While it may look healthy from the outside, the aviation industry in the US is in trouble. Overcapacity and price wars are squeezing domestic air service; mediocre cabin service and foreign competition are sucking profits out of international routes; fuel prices threaten to rise; demands for reduced emissions are growing shrill; and a flying public wants the airlines to deliver a better travel experience than they are currently offering. Given the vital role of aviation in the nation’s economic infrastructure, how to solve those problems?
No simple answer has come to light, but in Securing the Future of U.S. Air Transportation: A System in Peril, the National Research Council (NRC) identifies the most urgent issues and lays the groundwork for someone to come up with a vision for the future.
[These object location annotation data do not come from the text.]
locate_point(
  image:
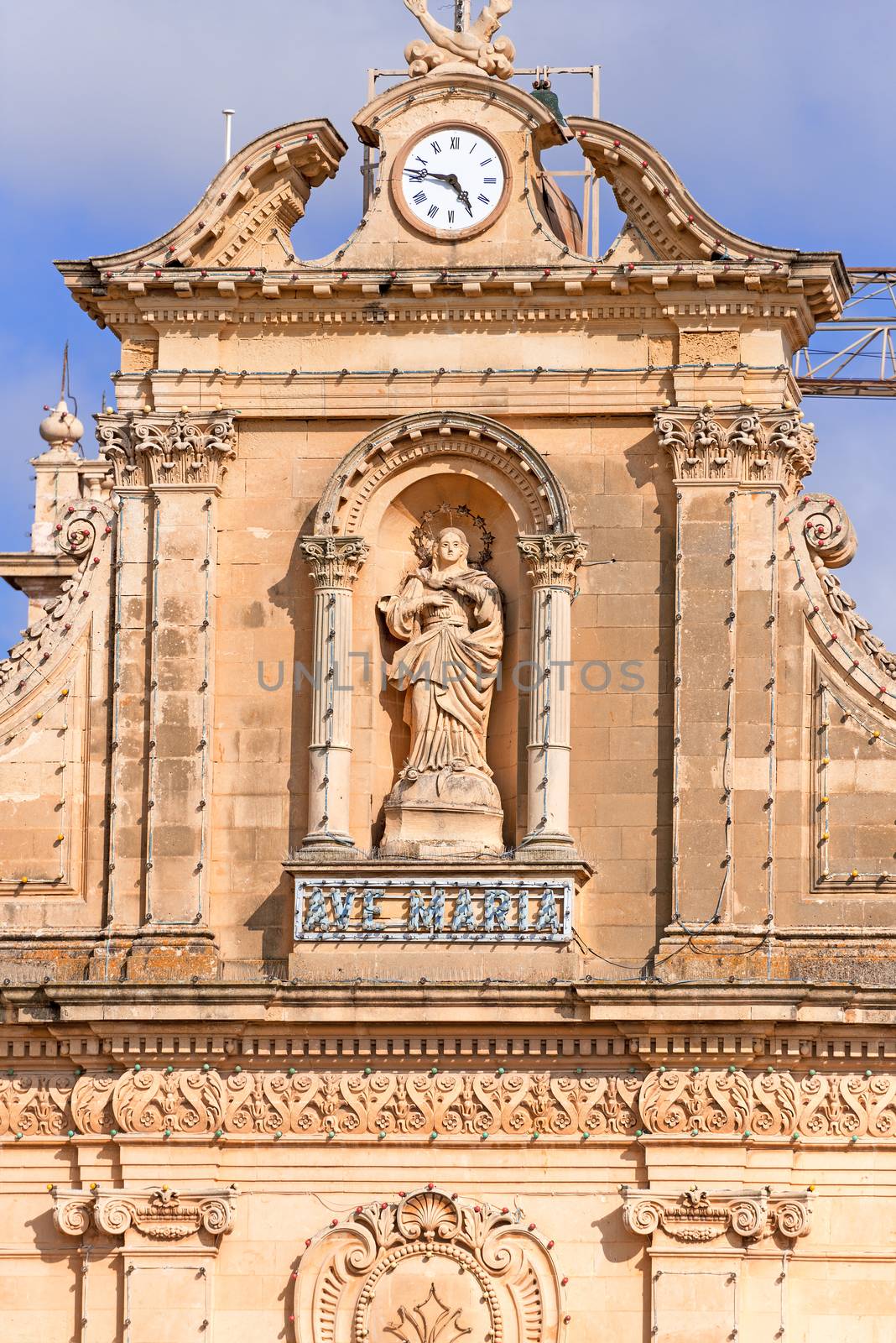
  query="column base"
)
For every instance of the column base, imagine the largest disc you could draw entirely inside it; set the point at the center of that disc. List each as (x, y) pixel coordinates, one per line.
(327, 839)
(546, 839)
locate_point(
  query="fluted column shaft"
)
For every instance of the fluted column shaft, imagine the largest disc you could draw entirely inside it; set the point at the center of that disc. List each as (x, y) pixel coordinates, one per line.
(336, 563)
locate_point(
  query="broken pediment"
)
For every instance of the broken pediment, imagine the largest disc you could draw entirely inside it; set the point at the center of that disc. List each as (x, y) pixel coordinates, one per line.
(664, 221)
(246, 215)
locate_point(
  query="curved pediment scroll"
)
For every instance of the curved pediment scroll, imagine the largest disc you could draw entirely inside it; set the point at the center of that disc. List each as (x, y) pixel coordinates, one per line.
(431, 1268)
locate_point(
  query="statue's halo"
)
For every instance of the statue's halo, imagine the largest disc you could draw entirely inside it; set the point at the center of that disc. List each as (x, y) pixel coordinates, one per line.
(435, 520)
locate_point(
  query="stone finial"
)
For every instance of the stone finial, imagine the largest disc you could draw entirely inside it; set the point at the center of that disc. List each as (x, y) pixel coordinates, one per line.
(551, 561)
(334, 561)
(468, 51)
(757, 445)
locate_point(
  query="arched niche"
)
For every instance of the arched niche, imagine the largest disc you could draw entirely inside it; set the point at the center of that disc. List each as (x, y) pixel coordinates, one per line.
(380, 494)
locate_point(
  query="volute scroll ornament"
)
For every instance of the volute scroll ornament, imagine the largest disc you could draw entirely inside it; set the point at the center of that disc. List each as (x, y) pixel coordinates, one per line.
(752, 447)
(431, 1268)
(475, 50)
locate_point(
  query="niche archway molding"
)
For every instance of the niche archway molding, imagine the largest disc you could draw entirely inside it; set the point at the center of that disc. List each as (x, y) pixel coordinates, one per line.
(345, 525)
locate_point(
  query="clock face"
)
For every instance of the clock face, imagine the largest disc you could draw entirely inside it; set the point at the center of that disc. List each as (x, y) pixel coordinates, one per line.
(452, 181)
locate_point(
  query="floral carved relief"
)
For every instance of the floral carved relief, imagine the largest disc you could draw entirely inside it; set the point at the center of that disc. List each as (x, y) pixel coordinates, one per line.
(159, 1213)
(774, 447)
(456, 1105)
(431, 1268)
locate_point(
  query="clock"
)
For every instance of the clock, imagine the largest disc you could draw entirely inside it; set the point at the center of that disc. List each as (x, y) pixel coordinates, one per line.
(451, 181)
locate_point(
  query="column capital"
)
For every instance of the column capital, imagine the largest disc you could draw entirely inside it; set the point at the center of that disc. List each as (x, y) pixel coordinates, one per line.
(553, 561)
(334, 561)
(190, 450)
(743, 447)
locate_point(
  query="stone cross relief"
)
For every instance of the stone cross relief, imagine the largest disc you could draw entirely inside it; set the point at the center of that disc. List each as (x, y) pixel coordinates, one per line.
(470, 51)
(447, 615)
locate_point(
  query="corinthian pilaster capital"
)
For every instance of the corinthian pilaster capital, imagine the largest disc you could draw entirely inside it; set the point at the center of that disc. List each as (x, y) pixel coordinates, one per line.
(150, 450)
(334, 561)
(551, 561)
(750, 447)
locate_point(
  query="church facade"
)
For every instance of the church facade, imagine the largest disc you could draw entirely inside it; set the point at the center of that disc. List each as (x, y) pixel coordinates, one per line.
(447, 836)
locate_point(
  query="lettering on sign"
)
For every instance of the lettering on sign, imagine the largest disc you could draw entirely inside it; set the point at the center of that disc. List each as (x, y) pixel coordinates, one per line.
(454, 910)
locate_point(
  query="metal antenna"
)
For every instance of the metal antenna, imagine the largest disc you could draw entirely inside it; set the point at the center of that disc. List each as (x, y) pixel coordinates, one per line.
(228, 121)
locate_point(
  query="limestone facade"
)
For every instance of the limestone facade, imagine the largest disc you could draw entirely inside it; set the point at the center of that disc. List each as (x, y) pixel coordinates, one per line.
(629, 1067)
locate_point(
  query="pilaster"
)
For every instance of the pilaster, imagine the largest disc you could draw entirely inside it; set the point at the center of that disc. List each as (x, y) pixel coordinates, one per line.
(551, 563)
(334, 563)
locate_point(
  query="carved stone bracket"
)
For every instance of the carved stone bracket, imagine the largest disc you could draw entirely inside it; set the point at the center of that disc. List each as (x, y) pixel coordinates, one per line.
(553, 561)
(150, 450)
(159, 1213)
(696, 1217)
(192, 1103)
(432, 1268)
(471, 51)
(334, 561)
(82, 530)
(755, 447)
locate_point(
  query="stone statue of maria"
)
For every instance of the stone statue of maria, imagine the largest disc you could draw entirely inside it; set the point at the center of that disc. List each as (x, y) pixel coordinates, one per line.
(448, 617)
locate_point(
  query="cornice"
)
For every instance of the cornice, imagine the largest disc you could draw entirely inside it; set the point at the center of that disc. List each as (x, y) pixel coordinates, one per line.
(652, 195)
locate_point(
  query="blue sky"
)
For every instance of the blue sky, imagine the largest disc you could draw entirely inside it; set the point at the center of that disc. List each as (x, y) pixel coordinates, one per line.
(777, 116)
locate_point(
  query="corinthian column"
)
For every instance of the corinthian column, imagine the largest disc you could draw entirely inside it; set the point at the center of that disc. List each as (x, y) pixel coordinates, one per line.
(551, 563)
(336, 563)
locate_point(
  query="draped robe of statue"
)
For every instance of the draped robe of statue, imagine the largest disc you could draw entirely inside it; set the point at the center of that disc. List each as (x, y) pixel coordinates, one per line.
(448, 617)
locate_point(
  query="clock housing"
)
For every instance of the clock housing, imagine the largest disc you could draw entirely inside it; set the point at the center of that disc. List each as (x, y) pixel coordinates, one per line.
(451, 181)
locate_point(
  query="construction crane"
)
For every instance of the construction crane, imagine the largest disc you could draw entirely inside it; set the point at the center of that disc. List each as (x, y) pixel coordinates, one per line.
(855, 356)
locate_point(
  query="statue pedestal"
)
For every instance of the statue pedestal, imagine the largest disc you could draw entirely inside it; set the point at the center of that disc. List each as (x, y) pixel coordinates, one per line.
(443, 813)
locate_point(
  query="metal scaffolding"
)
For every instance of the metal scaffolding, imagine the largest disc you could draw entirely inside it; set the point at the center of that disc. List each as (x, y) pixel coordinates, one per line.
(855, 356)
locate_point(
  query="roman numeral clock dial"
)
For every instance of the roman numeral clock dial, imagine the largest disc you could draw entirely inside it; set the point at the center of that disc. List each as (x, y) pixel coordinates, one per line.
(451, 181)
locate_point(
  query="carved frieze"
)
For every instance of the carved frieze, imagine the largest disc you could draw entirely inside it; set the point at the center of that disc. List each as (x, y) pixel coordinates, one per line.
(159, 449)
(696, 1217)
(367, 1103)
(81, 532)
(466, 908)
(159, 1213)
(431, 1268)
(754, 447)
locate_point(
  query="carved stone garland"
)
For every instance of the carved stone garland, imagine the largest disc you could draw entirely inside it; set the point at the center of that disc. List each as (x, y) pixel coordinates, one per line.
(432, 1268)
(452, 1105)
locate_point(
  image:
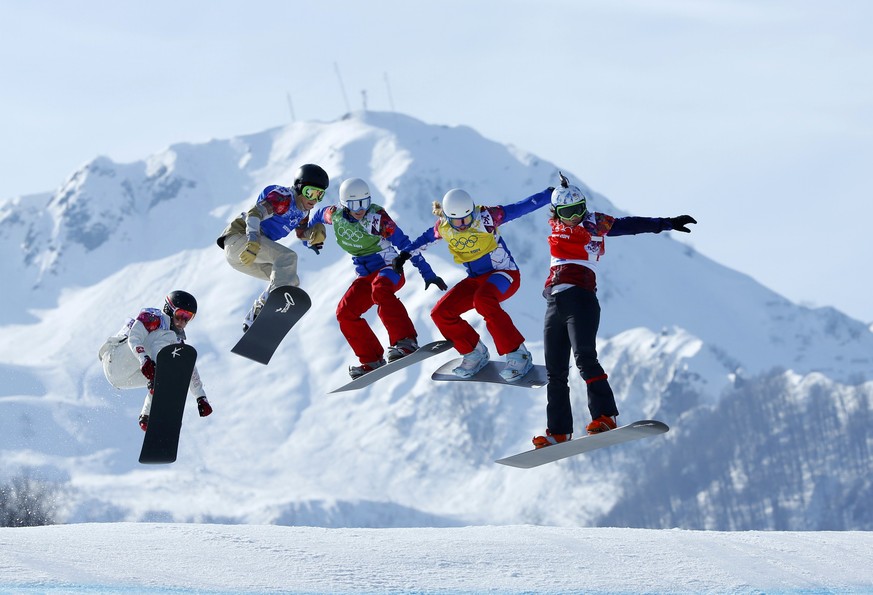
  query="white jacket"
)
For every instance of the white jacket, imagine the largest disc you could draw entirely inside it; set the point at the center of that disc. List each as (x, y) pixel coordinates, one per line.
(124, 353)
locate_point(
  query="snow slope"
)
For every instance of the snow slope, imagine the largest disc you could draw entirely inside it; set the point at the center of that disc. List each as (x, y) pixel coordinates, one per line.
(681, 336)
(181, 558)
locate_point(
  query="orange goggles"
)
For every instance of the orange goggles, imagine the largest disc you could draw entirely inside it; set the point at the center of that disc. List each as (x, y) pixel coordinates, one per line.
(181, 314)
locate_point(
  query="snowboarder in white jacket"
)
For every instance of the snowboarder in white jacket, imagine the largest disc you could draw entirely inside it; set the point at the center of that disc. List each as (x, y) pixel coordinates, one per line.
(129, 356)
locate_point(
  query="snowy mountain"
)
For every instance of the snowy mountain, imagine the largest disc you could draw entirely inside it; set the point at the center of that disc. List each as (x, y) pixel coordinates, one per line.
(769, 401)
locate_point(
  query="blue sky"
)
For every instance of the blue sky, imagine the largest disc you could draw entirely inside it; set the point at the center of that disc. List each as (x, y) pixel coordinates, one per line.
(756, 117)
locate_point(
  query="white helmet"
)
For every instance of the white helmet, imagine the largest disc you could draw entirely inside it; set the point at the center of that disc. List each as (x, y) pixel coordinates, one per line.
(567, 196)
(457, 204)
(569, 202)
(356, 192)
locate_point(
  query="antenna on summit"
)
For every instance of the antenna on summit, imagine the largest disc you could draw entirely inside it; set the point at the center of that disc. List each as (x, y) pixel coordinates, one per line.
(291, 107)
(388, 86)
(342, 87)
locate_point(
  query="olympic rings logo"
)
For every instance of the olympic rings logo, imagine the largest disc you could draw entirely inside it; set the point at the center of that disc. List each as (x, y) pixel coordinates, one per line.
(351, 235)
(464, 243)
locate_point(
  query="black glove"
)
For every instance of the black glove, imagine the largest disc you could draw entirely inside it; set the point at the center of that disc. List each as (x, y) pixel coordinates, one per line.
(397, 265)
(148, 370)
(438, 281)
(679, 223)
(203, 406)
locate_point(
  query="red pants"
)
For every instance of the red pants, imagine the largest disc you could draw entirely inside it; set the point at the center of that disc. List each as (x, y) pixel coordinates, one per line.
(376, 288)
(483, 293)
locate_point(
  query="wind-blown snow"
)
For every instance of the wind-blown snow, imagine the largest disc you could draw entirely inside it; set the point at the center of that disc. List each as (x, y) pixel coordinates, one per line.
(684, 339)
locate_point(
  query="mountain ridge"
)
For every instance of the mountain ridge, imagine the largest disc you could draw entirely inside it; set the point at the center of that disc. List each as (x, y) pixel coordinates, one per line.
(679, 332)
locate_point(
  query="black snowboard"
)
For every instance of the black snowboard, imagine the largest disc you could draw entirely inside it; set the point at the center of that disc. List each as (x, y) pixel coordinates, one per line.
(285, 306)
(424, 352)
(173, 369)
(548, 454)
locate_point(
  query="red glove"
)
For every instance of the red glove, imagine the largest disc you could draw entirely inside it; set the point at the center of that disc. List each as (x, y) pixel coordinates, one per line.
(148, 369)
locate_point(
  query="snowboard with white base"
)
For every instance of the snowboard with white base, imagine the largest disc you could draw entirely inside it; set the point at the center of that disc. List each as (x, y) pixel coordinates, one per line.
(535, 378)
(173, 368)
(423, 352)
(548, 454)
(284, 307)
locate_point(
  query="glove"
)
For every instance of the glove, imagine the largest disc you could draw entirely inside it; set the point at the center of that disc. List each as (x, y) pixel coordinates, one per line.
(148, 370)
(203, 407)
(679, 223)
(436, 281)
(316, 234)
(250, 253)
(397, 265)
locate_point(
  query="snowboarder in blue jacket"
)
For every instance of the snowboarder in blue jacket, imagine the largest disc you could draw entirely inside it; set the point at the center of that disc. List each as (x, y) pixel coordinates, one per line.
(366, 231)
(251, 241)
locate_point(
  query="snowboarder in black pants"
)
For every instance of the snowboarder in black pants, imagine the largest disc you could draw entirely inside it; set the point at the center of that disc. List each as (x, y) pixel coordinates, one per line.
(576, 243)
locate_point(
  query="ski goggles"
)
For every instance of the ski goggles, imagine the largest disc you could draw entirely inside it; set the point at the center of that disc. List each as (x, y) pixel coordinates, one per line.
(312, 193)
(360, 204)
(461, 222)
(181, 314)
(572, 211)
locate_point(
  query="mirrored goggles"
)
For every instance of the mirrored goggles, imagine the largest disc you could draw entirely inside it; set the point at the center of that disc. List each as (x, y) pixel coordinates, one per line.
(312, 193)
(572, 211)
(358, 204)
(181, 314)
(461, 222)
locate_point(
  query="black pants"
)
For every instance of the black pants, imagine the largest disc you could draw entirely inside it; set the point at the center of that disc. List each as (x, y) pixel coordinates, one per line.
(572, 320)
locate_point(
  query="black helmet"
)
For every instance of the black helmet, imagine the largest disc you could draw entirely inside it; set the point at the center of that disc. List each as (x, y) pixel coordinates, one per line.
(179, 300)
(311, 175)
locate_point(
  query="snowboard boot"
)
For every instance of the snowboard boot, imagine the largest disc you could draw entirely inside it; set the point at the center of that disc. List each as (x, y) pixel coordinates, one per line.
(358, 371)
(550, 439)
(601, 424)
(255, 310)
(146, 409)
(473, 361)
(402, 348)
(518, 363)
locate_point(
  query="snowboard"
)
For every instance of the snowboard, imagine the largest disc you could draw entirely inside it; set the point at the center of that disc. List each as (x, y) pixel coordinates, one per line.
(173, 368)
(541, 456)
(424, 352)
(536, 378)
(284, 307)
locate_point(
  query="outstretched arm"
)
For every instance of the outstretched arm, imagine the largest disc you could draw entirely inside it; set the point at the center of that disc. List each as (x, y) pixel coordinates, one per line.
(623, 226)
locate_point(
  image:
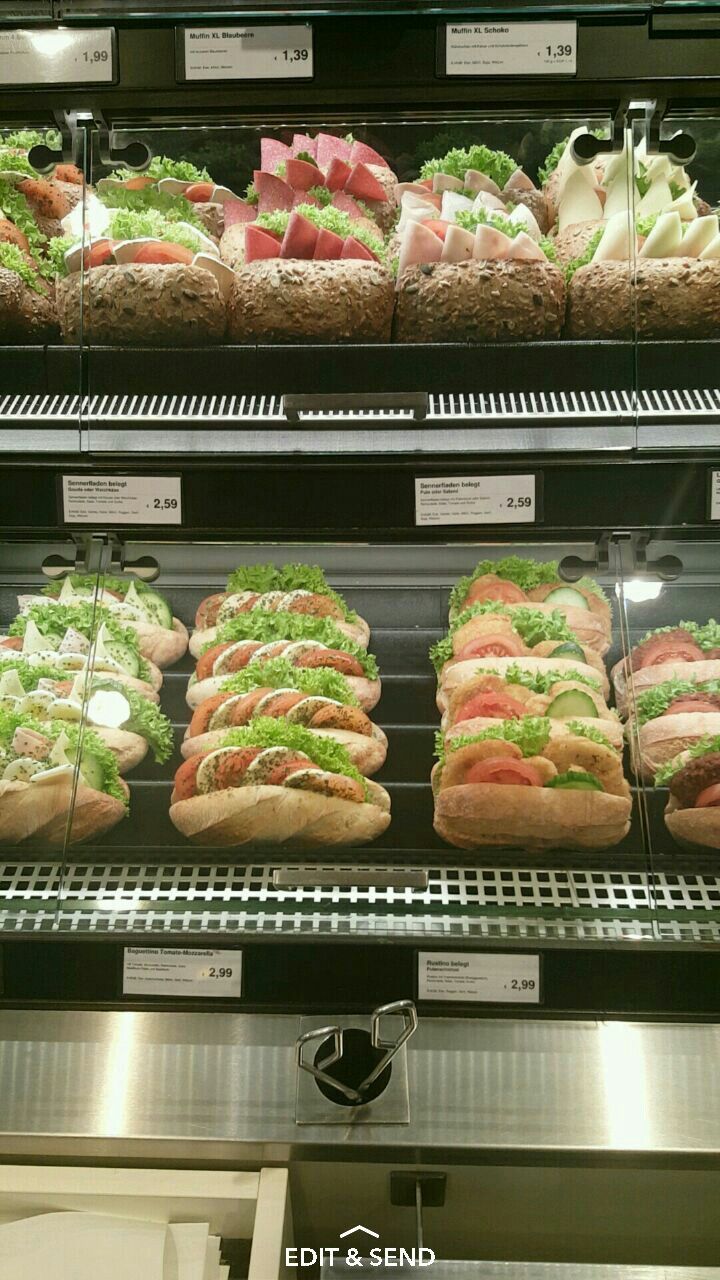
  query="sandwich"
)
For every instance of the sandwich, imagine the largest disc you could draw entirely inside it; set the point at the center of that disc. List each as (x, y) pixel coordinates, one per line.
(128, 723)
(688, 652)
(45, 768)
(299, 638)
(692, 814)
(514, 580)
(570, 696)
(277, 784)
(319, 699)
(162, 638)
(484, 634)
(669, 718)
(82, 638)
(291, 589)
(531, 784)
This is a different approach than what James Fallows took in Free Flight: Inventing the Future of Travel, a book that rejected the “fatter planes, bigger airports” default America has been pursuing for the past two generations. Where Fallows posited a future where safer small planes offering point-to-point air taxi services begin to displace the bus-like experience of airline travel, the NRC says that it is time to create a long-term systemic vision for the future of the industry that will guide it forward, rather than deal with the individual challenges of system capacity, environment, safety, or, in Fallows’ case, passenger experience as isolated issues.
While the NRC frames the issues that require that vision, the authors succumb to the engineering-based urge to fix the immediate problems that they say plague the industry rather than offer the vision itself. There is superb, thoughtful stuff here, but seven years after the book’s publication we are still waiting for that vision.